How have i done with all 3 parts ?
Thanks
 
  • #2
Hi,

a) No picture ##\Rightarrow## can't comment on how you did on part a) :wink:

b) I would expect a triple integral ?

c) Actually, you first shifted the origin ##(y^* = y-2)## so that ##f ## became ##1/({x^*}^ 2+{y^*}^ 2+{z^*}^ 2) = 1/ {r^*}^ 2 \ ## and only after that you converted to spherical coordinates (polar coordinates are 2D!)
So, yes: the integrand has become ## 1/{r^*}^ 2 ##


##\ ##
 
  • #3
(b ) ∫ ∫ √ (4-x2 - (y-2)2) dx dy with limits 0 < x < 2 and 0 < y <4
Note that if you consider ##x##, ##y##, and ##z## to have units of length, your integral would give an answer with units of length^4.
 
  • #4
You said in the OP that the correct answer is ## 2 \pi ##. That's not what I get. This problem looks to me to be relatively simple without integral calculus, if you can use the formula for the volume of a sphere, etc.
 
  • #5
You said in the OP that the correct answer is ## 2 \pi ##. That's not what I get. This problem looks to me to be relatively simple without integral calculus, if you can use the formula for the volume of a sphere, etc.
The answer given is ## 2 \pi ## and the question asks for an integration.
 
  • #6
The answer given is ## 2 \pi ## and the question asks for an integration.
Did I miss something? This looks like a half of a hemisphere to me from the boundaries that were given.
 
  • #7
Part ( a) asks to sketch the region.

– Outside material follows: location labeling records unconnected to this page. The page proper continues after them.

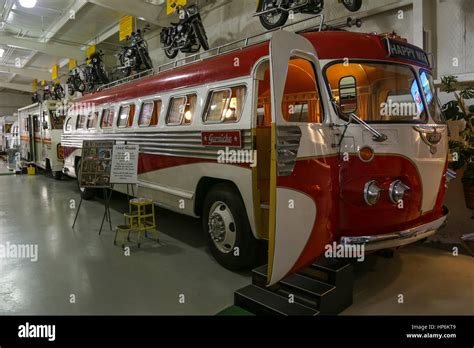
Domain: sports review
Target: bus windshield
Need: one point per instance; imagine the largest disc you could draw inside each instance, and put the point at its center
(431, 97)
(57, 120)
(385, 92)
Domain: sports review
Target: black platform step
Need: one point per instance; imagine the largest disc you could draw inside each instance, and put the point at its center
(261, 301)
(307, 291)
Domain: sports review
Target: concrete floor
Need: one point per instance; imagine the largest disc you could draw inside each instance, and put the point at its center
(37, 210)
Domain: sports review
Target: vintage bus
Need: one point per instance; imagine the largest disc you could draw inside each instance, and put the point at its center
(6, 137)
(41, 126)
(345, 132)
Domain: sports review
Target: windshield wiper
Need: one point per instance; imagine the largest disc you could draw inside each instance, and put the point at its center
(377, 136)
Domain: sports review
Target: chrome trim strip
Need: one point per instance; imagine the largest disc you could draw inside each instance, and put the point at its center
(171, 191)
(396, 239)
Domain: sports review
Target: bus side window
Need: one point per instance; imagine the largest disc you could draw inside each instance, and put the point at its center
(149, 114)
(126, 114)
(67, 126)
(225, 105)
(92, 120)
(107, 118)
(301, 102)
(81, 121)
(181, 110)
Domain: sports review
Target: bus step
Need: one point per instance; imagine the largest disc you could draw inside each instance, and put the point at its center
(339, 273)
(305, 290)
(261, 301)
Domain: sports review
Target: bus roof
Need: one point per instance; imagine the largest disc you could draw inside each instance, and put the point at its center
(328, 44)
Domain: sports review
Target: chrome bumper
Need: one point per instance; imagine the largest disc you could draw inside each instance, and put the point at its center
(396, 239)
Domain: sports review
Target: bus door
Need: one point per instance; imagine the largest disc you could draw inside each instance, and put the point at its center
(304, 162)
(36, 138)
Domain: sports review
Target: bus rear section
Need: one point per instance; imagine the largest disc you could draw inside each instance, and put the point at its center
(41, 126)
(337, 161)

I sketched a quarter of a sphere centred at x=0 , y=2 , z=0 then part ( c ) asks for the function in the OP to be integrated over that region
 
  • #8
Part ( a) asks to sketch the region. I sketched a quarter of a sphere centred at x=0 , y=2 , z=0 then part ( c ) asks for the function in the OP to be integrated over that region
That implies ## V=((4/3) \pi (2^3))/4 ## as the correct answer, and not ## 2 \pi ##.
 
  • #9
You said in the OP that the correct answer is ## 2 \pi ##. That's not what I get. This problem looks to me to be relatively simple without integral calculus, if you can use the formula for the volume of a sphere, etc.
The answer for part c) is ##2\pi##. The integrand is not ##\ 1\ ## but ##1/{r^*}^2\ ##.
For part b), ##\ ## just writing down the integral would have been sufficient.


Note that if you consider ##x##, ##y##, and ##z## to have units of length, your integral would give an answer with units of length^4.
I see a modest square root symbol ... and no ##dz##

Just writing down the integral would have been sufficient -- however, it looks as if the integration over ##z## has already been carried out (as a kind of bonus attempt :wink: ) ?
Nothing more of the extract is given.